SWOG 1500: PFS longer with cabozantinib than sunitinib in mPRCC
Cabozantinib reduces the risk of disease progression or death by 40 percent compared with the current standard sunitinib in patients with metastatic papillary renal cell carcinoma (mPRCC) – a primary malignant tumour of the renal tubular epithelium – in the phase 2 SWOG 1500 study.
Progression-free survival (PFS) was significantly prolonged with cabozantinib vs sunitinib (9 months vs 5.6 months, hazard ratio [HR], 0.6; 95 percent confidence interval [CI], 0.37-0.97). [ASCO GU 2021, abstract 270]
“Cabozantinib resulted in a dramatic improvement in PFS,” said Dr Sumanta (Monty) Pal, clinical professor of medical oncology at City of Hope in Duarte, California, US, and SWOG Cancer Research Network investigator. “For the first time, we have an agent that benefits outcomes in this rare patient population, where previously there was no real true standard of care.”
Local pathologic review showed that 18 percent of patients had type I histology, 54 percent had type II histology, and 28 percent had mixed/other histology, with corresponding frequencies per central review of 30 percent, 45 percent, and 25 percent, respectively.
Cabozantinib benefits persisted in those with type I (local assessment, HR, 0.26; 95 percent CI, 0.07-1.01; central assessment, HR, 0.56; 95 percent CI, 0.22-1.45), and type II (local assessment, HR, 0.57; 95 percent CI, 0.3-1.06; central assessment, HR, 0.62; 95 percent CI, 0.31-1.24) histology.
The new reference standard for systemic therapy in mRCC?

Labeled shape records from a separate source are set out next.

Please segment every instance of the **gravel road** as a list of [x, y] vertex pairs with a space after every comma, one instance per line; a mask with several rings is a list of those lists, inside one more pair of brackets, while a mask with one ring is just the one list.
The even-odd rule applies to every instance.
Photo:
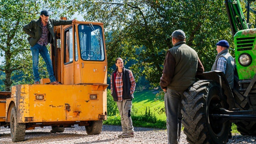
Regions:
[[[121, 126], [103, 125], [102, 131], [98, 135], [90, 135], [86, 133], [84, 127], [75, 125], [74, 128], [65, 128], [62, 133], [50, 132], [50, 127], [36, 127], [33, 130], [26, 131], [25, 140], [15, 144], [167, 144], [166, 130], [135, 127], [135, 136], [132, 138], [118, 138], [121, 133]], [[186, 135], [182, 132], [180, 144], [189, 144]], [[233, 136], [227, 144], [256, 144], [256, 137]], [[1, 127], [0, 144], [13, 144], [11, 139], [10, 129]]]

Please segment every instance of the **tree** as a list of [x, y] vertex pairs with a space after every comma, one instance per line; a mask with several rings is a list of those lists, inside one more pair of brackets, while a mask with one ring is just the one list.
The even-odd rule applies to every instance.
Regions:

“Despite discordances observed in the subtype classifications, cabozantinib appeared to have a homogenous effect across treatment groups,” Pal said at ASCO GU 2021. “Our data support cabozantinib as a new reference standard for systemic therapy in eligible patients with metastatic RCC.”
The confirmed overall response rate (ORR) of 23 percent (complete response, 5 percent) with cabozantinib was significantly higher vs the 4 percent ORR (complete response, 0 percent) with sunitinib (p=0.01).
Small-molecule c-MET kinase inhibitors crizotinib and savolitinib were also evaluated in the SWOG 1500 study, but both failed to demonstrate benefits vs sunitinib (PFS 2.8 and 3 months, respectively vs 5.6 months).
Cabozantinib wins vs c-MET kinase inhibitors
Pal and team compared all three putative kinase inhibitors with sunitinib on the contention that MET signalling is a key molecular driver in PRCC. “We’d like to find out if any of the three drugs could delay tumour growth, and ironically, a drug that I was involved in, in the phase 1 development – cabozantinib – made the mark and improved patient outcomes,” Pal excitedly reported.
The data were from 147 patients (median age 66 years, 76 percent men) who had mPRCC and a Zubrod performance status of 0–1. They may have received up to one prior systemic therapy, excluding VEGF- or MET-directed therapy. Ninety-two percent of the patients had no prior therapy.
Patients received sunitinib 50 mg daily on a 4 weeks-on, 2 weeks-off schedule (n=46), cabozantinib 60 mg daily (n=44), crizotinib 250 mg twice daily (n=28), or savolitinib 600 mg daily (n=29). The primary endpoint was PFS for each MET kinase inhibitor vs sunitinib; secondary endpoints were overall survival (OS), response rate, and adverse events.
Accrual for the crizotinib (median PFS, 2.8 months) and savolitinib (median PFS, 3 months) groups was halted early for futility. Interestingly, there was a slight trend toward improvement with cabozantinib vs sunitinib (20 months vs 16.4 months) in the preliminary OS results. Yet there were no significant differences seen overall.
Median OS was 19.9 months with crizotinib vs 11.7 months with savolitinib.
Grade 3–4 adverse events occurred among 68 percent of patients on sunitinib, 74 percent on cabozantinib, 37 percent on crizotinib, and 39 percent on savolitinib. There was one grade 5 adverse event with cabozantinib.
Understanding the biology in rare cancers ‘critical’
“Understanding the biology in rare cancers, whether it’s a rare type of kidney cancer, or breast cancer, or ovarian cancer, is critical,” Pal emphasized. “Developing trials around that biology is challenging, but as we’ve demonstrated in SWOG 1500, it is doable and necessary if we’re going to move the needle for these patients.”
Despite these advances, mutant inhibitor-resistant kinases evolve quickly. Appropriate multitargeted inhibitors or combinations for mPRCC should be studied rigorously.